An accomplished attorney, Starr was appointed by President Ronald Reagan to serve on the U.S. Court of Appeals for the District of Columbia. He also served as U.S. solicitor general under President George H.W. Bush.
But he rose to national prominence with the 1994 Whitewater investigation. While the probe was initially focused on the Clintons’ real estate dealings, it expanded widely, ultimately exploring details of the president’s affair with White House intern Monica Lewinsky — an affair Clinton famously denied on national television before later admitting.
Clinton was impeached by the House of Representatives on allegations of perjury and obstruction of justice, but he was acquitted by the U.S. Senate.
Starr became dean of the Pepperdine University School of Law in 2004.

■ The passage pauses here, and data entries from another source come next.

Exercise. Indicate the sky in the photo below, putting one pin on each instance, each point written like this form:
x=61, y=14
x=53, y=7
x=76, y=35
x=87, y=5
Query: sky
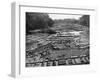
x=62, y=16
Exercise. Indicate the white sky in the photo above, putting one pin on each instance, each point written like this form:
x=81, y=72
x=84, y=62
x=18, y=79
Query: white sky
x=62, y=16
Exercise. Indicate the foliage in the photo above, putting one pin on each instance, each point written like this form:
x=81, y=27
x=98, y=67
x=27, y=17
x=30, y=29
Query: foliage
x=37, y=21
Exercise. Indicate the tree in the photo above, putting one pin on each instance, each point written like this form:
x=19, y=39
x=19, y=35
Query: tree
x=84, y=20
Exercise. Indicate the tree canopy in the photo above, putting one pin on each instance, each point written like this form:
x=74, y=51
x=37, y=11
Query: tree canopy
x=37, y=21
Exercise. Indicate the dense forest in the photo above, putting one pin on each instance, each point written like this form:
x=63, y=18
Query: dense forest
x=42, y=22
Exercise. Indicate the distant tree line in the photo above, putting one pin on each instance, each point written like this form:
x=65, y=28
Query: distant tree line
x=37, y=21
x=85, y=20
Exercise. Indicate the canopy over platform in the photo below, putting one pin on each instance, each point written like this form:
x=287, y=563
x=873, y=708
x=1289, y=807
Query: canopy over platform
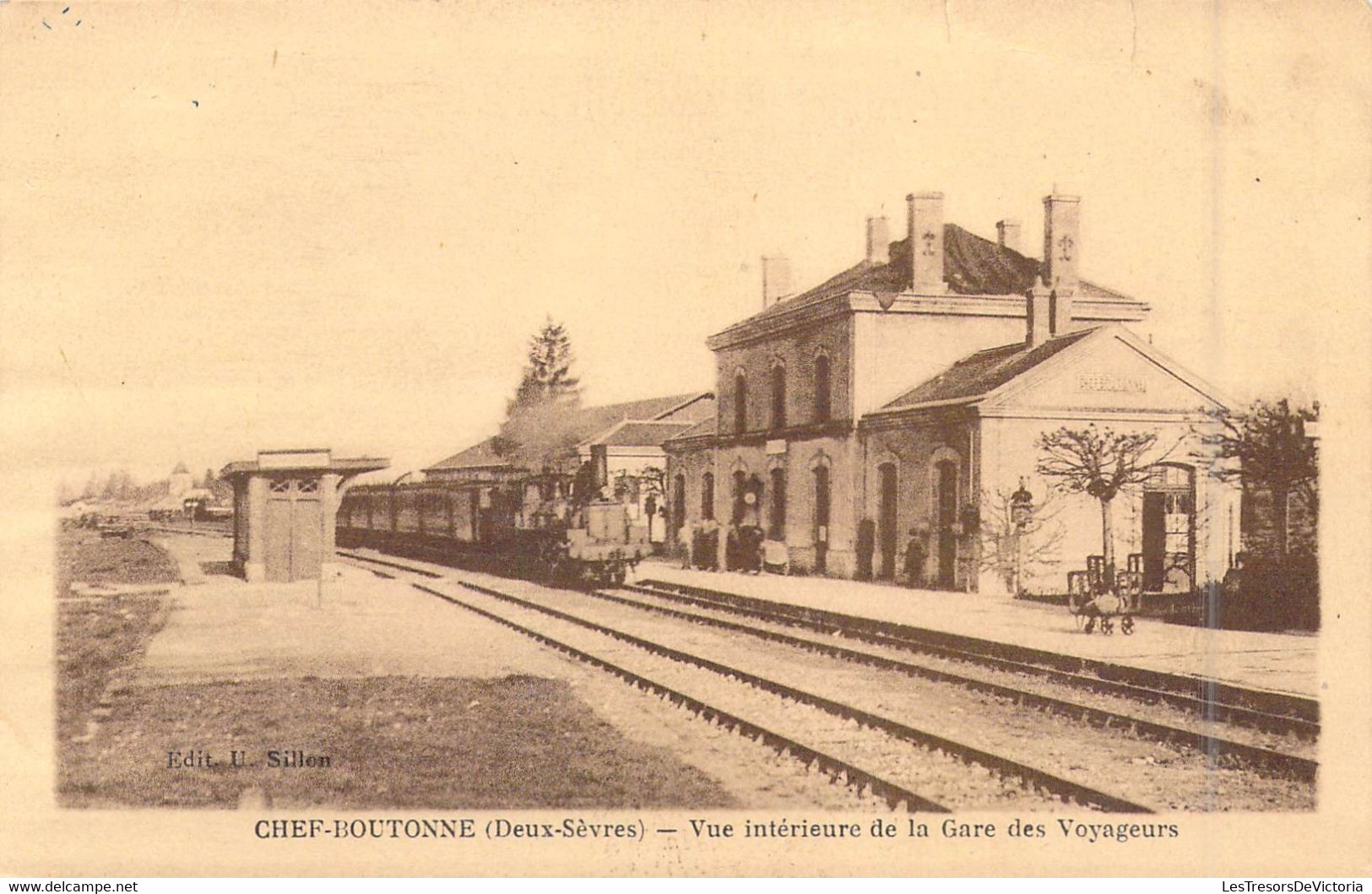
x=285, y=505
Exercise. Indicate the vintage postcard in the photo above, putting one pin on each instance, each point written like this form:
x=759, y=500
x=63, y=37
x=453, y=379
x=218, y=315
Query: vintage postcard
x=686, y=439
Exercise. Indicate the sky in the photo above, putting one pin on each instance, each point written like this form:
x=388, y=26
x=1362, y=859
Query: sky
x=250, y=225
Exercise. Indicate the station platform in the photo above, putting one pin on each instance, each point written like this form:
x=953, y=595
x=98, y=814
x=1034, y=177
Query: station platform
x=1275, y=663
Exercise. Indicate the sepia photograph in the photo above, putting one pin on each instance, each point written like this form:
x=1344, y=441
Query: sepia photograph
x=751, y=436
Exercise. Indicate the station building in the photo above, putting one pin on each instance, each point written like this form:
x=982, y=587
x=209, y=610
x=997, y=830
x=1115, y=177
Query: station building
x=903, y=398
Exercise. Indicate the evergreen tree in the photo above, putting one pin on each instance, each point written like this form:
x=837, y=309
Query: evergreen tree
x=548, y=375
x=1272, y=452
x=537, y=430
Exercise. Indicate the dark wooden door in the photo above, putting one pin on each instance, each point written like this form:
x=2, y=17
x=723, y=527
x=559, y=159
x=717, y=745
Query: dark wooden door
x=822, y=518
x=946, y=474
x=887, y=522
x=294, y=536
x=1154, y=540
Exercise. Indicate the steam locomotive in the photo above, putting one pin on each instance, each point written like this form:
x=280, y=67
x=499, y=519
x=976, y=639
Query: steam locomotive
x=548, y=528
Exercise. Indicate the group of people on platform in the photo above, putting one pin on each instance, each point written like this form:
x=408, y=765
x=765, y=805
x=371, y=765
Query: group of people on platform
x=746, y=550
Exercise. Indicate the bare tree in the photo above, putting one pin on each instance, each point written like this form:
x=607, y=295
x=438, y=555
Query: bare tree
x=1101, y=463
x=1011, y=546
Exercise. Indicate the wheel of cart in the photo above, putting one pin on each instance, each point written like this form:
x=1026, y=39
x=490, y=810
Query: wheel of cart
x=1095, y=605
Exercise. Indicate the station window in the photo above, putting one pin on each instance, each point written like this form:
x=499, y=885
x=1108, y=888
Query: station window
x=777, y=527
x=778, y=395
x=740, y=404
x=822, y=399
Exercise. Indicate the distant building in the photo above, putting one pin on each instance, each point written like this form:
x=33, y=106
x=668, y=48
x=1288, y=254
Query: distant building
x=180, y=480
x=907, y=390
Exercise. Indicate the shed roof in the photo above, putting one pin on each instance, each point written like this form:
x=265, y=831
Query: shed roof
x=585, y=423
x=984, y=371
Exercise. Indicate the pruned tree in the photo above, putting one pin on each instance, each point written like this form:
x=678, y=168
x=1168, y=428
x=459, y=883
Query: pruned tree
x=1266, y=447
x=1101, y=463
x=1007, y=547
x=537, y=431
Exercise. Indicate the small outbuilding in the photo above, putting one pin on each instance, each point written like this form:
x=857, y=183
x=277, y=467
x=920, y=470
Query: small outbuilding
x=285, y=505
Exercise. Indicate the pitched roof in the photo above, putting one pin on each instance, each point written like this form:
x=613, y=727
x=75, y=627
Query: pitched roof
x=984, y=371
x=700, y=430
x=583, y=423
x=475, y=457
x=973, y=265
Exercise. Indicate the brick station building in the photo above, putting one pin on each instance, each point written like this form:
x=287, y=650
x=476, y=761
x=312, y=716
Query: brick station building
x=906, y=395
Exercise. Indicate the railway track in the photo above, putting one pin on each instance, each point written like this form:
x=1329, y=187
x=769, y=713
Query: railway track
x=1207, y=700
x=1214, y=749
x=867, y=722
x=1205, y=742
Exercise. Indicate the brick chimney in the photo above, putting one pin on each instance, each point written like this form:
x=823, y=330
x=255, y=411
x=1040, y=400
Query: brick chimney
x=925, y=241
x=1060, y=255
x=878, y=241
x=1060, y=241
x=1007, y=233
x=1038, y=320
x=775, y=279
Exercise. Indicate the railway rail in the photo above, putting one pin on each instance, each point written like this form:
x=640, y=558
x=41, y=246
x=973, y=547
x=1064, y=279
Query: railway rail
x=1266, y=761
x=1207, y=700
x=999, y=766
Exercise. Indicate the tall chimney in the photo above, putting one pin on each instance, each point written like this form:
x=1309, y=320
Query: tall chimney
x=1060, y=241
x=878, y=241
x=925, y=241
x=1038, y=320
x=775, y=279
x=1060, y=255
x=1007, y=233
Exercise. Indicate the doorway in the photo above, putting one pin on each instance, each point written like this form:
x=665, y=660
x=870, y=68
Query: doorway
x=887, y=520
x=946, y=516
x=1169, y=529
x=821, y=518
x=294, y=538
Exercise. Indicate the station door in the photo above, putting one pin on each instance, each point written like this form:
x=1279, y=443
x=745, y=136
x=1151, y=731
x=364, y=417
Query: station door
x=294, y=536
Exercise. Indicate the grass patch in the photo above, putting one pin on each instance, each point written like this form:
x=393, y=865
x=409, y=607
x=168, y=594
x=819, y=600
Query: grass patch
x=88, y=557
x=96, y=637
x=394, y=742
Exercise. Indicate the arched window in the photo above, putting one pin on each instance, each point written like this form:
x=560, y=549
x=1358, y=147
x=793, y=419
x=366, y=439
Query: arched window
x=821, y=531
x=822, y=402
x=678, y=502
x=740, y=404
x=740, y=489
x=777, y=527
x=778, y=395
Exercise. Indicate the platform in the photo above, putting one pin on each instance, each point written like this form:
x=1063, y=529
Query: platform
x=357, y=626
x=1277, y=663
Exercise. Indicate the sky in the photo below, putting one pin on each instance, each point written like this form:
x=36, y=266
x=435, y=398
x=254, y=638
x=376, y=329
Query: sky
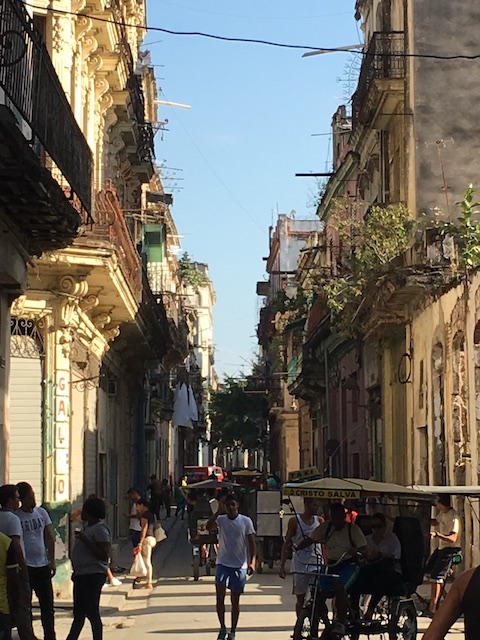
x=256, y=112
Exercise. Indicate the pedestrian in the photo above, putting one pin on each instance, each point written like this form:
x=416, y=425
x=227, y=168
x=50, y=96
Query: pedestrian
x=147, y=540
x=9, y=586
x=341, y=540
x=166, y=497
x=180, y=500
x=39, y=545
x=305, y=562
x=156, y=501
x=134, y=525
x=10, y=525
x=89, y=557
x=446, y=529
x=76, y=516
x=236, y=557
x=462, y=599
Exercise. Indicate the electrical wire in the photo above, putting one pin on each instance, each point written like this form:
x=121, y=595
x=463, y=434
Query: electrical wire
x=269, y=43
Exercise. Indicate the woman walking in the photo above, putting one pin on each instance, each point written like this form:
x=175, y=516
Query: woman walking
x=90, y=555
x=147, y=539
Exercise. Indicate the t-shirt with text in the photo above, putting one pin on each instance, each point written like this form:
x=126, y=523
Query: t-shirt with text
x=7, y=561
x=448, y=523
x=232, y=540
x=33, y=528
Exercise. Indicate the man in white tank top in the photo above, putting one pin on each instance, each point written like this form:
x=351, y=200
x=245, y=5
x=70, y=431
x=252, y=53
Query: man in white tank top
x=304, y=561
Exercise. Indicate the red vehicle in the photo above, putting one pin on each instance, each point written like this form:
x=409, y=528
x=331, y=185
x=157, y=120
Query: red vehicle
x=197, y=474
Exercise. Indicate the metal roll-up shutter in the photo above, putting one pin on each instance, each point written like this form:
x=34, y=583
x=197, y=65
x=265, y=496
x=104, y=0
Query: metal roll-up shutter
x=26, y=400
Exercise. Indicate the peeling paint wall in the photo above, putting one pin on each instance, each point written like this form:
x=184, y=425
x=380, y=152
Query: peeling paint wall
x=445, y=397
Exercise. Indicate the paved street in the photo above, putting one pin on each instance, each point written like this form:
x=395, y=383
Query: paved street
x=178, y=607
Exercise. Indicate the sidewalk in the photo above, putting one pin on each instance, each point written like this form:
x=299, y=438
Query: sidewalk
x=113, y=598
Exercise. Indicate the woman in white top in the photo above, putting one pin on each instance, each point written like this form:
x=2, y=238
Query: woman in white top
x=304, y=561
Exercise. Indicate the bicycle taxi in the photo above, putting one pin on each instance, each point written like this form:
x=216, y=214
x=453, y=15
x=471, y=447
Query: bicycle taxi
x=408, y=512
x=202, y=498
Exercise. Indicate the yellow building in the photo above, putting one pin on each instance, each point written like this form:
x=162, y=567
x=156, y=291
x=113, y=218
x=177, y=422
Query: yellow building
x=86, y=332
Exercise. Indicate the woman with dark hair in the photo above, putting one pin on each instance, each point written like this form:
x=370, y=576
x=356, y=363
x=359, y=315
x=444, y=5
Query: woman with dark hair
x=89, y=557
x=147, y=539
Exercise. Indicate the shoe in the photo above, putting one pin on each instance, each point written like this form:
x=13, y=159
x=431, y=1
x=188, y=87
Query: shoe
x=337, y=630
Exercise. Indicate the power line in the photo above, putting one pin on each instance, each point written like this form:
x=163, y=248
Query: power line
x=257, y=41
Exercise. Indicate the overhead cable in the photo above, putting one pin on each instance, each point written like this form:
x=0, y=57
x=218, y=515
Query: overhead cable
x=268, y=43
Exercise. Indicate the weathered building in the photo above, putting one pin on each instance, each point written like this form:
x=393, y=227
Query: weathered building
x=89, y=339
x=415, y=321
x=281, y=323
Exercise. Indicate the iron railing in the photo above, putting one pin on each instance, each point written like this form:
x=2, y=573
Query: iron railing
x=385, y=59
x=29, y=80
x=110, y=226
x=145, y=144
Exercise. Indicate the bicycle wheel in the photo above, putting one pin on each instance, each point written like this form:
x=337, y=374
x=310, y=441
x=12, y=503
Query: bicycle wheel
x=306, y=626
x=403, y=624
x=196, y=567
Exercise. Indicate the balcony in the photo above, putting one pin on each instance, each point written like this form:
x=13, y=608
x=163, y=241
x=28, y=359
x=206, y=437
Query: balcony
x=35, y=145
x=381, y=82
x=109, y=231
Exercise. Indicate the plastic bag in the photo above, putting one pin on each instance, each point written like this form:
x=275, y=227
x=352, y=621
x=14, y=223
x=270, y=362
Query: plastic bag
x=159, y=532
x=138, y=568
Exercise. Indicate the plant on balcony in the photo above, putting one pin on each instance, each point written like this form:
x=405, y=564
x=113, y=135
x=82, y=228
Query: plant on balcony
x=236, y=415
x=368, y=246
x=188, y=273
x=465, y=232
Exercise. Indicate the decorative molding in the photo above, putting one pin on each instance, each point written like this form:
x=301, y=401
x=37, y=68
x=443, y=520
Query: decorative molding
x=73, y=286
x=101, y=320
x=94, y=64
x=111, y=333
x=83, y=26
x=89, y=302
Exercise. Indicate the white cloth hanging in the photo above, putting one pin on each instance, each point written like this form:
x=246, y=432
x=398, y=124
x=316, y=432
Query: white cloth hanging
x=185, y=410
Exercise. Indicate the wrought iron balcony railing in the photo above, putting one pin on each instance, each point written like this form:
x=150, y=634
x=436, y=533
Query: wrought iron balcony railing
x=385, y=59
x=29, y=80
x=145, y=144
x=110, y=226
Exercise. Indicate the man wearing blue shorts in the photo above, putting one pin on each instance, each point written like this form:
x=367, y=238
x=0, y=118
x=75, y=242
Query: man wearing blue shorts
x=341, y=540
x=236, y=555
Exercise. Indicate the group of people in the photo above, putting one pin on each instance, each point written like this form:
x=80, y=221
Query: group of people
x=335, y=541
x=27, y=563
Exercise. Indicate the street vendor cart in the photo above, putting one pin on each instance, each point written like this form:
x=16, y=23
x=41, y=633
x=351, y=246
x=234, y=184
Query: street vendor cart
x=395, y=614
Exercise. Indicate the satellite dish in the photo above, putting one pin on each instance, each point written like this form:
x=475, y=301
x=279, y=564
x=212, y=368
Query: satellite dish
x=332, y=446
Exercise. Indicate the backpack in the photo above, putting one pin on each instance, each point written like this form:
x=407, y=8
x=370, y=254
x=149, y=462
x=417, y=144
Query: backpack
x=159, y=532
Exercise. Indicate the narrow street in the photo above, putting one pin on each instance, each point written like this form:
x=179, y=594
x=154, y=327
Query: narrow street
x=178, y=607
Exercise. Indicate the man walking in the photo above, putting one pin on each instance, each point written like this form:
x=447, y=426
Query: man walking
x=236, y=555
x=39, y=546
x=156, y=501
x=11, y=527
x=304, y=561
x=446, y=529
x=135, y=527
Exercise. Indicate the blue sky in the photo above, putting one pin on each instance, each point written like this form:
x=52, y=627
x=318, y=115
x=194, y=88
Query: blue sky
x=236, y=152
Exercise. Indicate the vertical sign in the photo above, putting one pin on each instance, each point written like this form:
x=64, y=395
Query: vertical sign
x=62, y=433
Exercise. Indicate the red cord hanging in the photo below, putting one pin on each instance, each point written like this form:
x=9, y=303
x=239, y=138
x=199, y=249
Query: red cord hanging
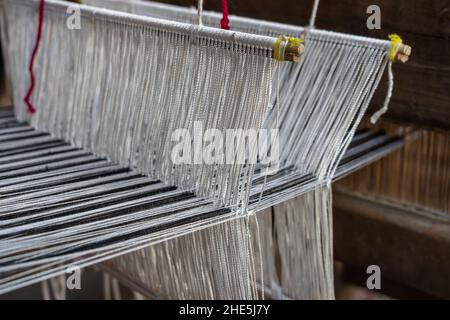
x=225, y=23
x=27, y=98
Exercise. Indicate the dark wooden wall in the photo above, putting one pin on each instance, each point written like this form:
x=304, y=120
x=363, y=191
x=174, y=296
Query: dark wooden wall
x=422, y=86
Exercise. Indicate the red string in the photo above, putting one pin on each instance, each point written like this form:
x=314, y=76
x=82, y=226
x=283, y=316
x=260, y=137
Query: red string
x=27, y=99
x=225, y=23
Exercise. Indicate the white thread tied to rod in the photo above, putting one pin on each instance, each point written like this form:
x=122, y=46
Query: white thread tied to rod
x=377, y=115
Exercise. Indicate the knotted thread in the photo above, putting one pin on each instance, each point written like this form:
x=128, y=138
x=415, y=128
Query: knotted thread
x=27, y=98
x=396, y=41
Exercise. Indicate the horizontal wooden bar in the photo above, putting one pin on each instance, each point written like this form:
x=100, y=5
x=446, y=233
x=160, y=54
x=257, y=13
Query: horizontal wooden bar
x=422, y=86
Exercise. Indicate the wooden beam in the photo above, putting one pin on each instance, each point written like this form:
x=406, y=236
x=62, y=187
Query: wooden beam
x=422, y=86
x=410, y=248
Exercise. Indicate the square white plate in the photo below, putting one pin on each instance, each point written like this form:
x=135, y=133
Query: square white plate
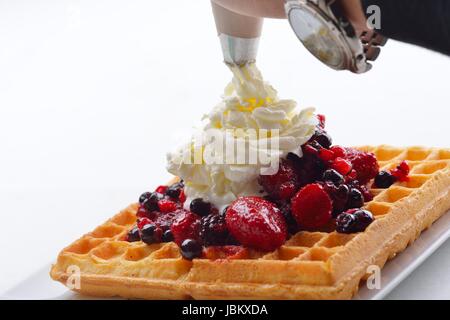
x=40, y=286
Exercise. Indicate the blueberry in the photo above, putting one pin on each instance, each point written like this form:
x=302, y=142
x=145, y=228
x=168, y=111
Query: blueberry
x=167, y=236
x=342, y=192
x=384, y=180
x=345, y=223
x=363, y=219
x=355, y=199
x=144, y=197
x=150, y=233
x=191, y=249
x=200, y=207
x=333, y=176
x=133, y=235
x=174, y=190
x=151, y=203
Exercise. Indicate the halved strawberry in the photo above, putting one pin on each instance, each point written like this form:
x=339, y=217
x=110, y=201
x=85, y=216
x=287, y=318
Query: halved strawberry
x=256, y=223
x=312, y=206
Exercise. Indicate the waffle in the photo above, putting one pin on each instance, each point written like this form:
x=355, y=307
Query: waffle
x=310, y=265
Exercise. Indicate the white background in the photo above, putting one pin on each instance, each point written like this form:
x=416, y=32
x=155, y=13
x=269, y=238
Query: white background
x=94, y=93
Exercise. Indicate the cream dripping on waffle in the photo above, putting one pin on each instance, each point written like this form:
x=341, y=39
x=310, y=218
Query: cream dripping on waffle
x=248, y=103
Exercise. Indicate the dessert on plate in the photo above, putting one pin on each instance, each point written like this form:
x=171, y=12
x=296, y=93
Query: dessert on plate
x=303, y=219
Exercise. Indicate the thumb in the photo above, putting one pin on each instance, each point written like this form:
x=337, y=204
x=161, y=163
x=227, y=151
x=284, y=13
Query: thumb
x=255, y=8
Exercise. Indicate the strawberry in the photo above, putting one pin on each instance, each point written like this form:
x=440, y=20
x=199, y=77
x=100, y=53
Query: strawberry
x=282, y=185
x=342, y=166
x=185, y=226
x=256, y=223
x=312, y=206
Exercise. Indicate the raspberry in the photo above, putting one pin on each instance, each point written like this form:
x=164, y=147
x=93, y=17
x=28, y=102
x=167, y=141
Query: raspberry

“Starr’s vision for Pepperdine was global,” Pepperdine University President Jim Gash said in a statement released by Starr’s family. “I am profoundly grateful for Ken’s friendship, mentorship, counseling, guidance and encouragement.”
Starr remained at Pepperdine until 2010, when he left to become president of Baylor University in Texas. He stepped down from Baylor in 2016 amid questions about the university’s handling of campus sexual assaults.
Starr served as a visiting or adjunct professor at various institutions, including Chapman, Pepperdine, New York University, George Mason School of Law and the Baylor Law School. He was a partner at the national law firms of Kirkland & Ellis and Gibson, Dunn & Crutcher. He joined The Lanier Law Firm in 2017.
In 2020, he served on former President Donald Trump’s defense team in his Senate impeachment trial, which also ended with an acquittal.
The Texas native is survived by his wife of 52 years, Alice Mendell Starr; children Randall Starr, Carolyn Doolittle and Cynthia Roemer; sister Billie Reynolds; brother Jerry Starr; and nine grandchildren.
“We are deeply saddened with the loss of our dear and loving father and grandfather, whom we admired for his prodigious work ethic, but who always put his family first,” Randall Starr said. “The love, energy, endearing sense of humor, and fun-loving interest dad exhibited to each of us was truly special, and we cherish the many wonderful memories we were able to experience with him. He is now with his Lord and Savior.”
Funeral services will be held later this month in Waco, Texas.